Reading performance (correctly read words per minute of IReST passages), visual motor performance (time to accurately trace Japanese characters with a stylus), and performance of visual information processing (psychophysical measures of facial expression discrimination – d’ using Karolinska Directed Emotional Faces) were obtained from 50 low vision subjects (BCVA≤20/60), half of whom were randomly assigned to FFOV magnification and the other half to VBT magnification, after being trained on the assigned eLVES and given 2 weeks of ad libitum use of the system at home. Subjects set the magnification and VBT size in the eLVES to their individually preferred values.

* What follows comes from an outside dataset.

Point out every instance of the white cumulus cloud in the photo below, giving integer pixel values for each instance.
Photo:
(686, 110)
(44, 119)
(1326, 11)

Mean reading speed is significantly faster for VBT than for FFOV magnification (Cohen effect size [ES]=0.59; p=0.008). Visual motor ability measures, estimated by Rasch analysis of tracing speeds of 20 different characters, is faster, but not significantly so, for VBT than for FFOV magnification (ES=0.26; p=0.23). There is no difference between FFOV and VBT d’ distributions of facial expression discrimination (ES=0.11; p=0.73).
This study is preliminary to a pragmatic comparative effectiveness study of the benefits of different image processing strategies in an eLVES that can be customized to the patient’s impaired vision and demands of the vision-dependent activity. The results suggest that reading performance with patient-selected magnification is better with the VBT than FFOV, which may be due to unmagnified preview areas with VBT. Visual motor performance also is better with VBT, but the ES is less than half the ES for reading, which is not statistically significant given the small sample size. There is no difference in facial expression discrimination between the two magnification strategies.
This is a 2020 ARVO Annual Meeting abstract.